Departamento de Justiça diz que, sem lei, surge 'uma enorme incerteza acerca da situação dos militares que revelem sua orientação'

EFE |

Um tribunal federal de apelações dos Estados Unidos restaurou hoje temporariamente a lei que impede que homossexuais declarados façam parte das Forças Armadas americanas, aceitando assim a solicitação do governo de Barack Obama.

O Tribunal de Apelação do Nono Circuito de San Francisco determinou que o Pentágono possa temporariamente continuar aplicando a lei de 1993, conhecida como "Don't Ask, Don't Tell" (Não Pergunte, Não Diga), até que decida sobre a apelação do governo.

A decisão da corte contribui assim para um cenário confuso de ordens judiciais, que já obrigaram as Forças Armadas dos EUA a admitir, pela primeira vez, solicitações de mulheres e homens homossexuais que declaram abertamente sua orientação sexual.

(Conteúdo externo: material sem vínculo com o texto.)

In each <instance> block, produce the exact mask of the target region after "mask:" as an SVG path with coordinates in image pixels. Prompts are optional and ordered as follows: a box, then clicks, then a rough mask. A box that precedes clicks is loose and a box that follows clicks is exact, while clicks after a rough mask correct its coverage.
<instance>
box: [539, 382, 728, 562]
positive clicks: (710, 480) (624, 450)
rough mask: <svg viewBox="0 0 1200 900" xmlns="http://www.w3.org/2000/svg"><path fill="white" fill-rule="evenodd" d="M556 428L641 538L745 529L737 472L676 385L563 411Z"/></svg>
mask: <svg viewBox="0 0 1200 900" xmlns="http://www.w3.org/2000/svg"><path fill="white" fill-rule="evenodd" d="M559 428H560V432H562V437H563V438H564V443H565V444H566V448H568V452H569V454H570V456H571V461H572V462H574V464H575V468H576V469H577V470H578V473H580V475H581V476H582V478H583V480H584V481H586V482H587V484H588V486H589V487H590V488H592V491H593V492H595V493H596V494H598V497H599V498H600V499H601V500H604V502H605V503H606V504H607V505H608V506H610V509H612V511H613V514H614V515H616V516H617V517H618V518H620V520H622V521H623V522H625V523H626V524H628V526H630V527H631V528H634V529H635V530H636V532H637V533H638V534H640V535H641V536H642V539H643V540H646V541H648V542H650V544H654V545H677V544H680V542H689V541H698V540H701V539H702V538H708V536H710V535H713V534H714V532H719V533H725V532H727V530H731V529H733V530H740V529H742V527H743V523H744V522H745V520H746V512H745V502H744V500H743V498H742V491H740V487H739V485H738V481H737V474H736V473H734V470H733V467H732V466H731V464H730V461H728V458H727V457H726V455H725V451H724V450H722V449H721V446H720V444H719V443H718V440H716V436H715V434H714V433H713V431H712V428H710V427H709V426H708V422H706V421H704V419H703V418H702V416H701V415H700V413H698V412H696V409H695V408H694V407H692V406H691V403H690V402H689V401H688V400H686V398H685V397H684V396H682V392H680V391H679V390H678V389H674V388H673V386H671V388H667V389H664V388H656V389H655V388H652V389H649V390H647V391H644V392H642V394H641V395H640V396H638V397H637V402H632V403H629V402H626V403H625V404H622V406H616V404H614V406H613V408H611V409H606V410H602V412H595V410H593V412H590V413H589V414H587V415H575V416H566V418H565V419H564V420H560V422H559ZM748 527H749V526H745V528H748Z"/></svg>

Respaldando a solicitação do governo dos EUA, que registrou hoje seu recurso de apelação perante o tribunal, um painel composto por três juízes interrompeu a suspensão da lei determinada na semana passada pela juíza federal Virginia Phillips, quem se negou na terça-feira a retificar a ordem.

Em setembro, a magistrada declarou a "Don't Ask, Don't Tell" inconstitucional, mas o governo solicitou o adiamento da anulação da lei. Com a decisão de hoje, o Executivo de Barack Obama conseguiu temporariamente adiá-la, até que haja uma decisão judicial final.

Para isso, é preciso que os advogados do grupo defensor dos direitos dos homossexuais Log Cabin Republicans apresentem suas alegações, num prazo de dez dias. Em seu recurso, o Departamento de Justiça advertia que, se a lei não fosse seguida, seria possível criar "uma enorme incerteza acerca da situação dos militares que revelem sua orientação sexual".

A lei conhecida como "Don't Ask, Don't Tell" foi instaurada pelo governo do ex-presidente Bill Clinton (1993-2001). Ela estabelece que os homossexuais só podem permanecer nas Forças Armadas se não declararem sua orientação sexual; se o fazem, são expulsos.

O governo de Obama declarou que quer abolir essa medida para que os homossexuais possam se integrar abertamente ao estamento militar. No entanto, a administração se opõe a anular a medida pela via judicial porque considera que deve ser o Congresso a fazê-lo.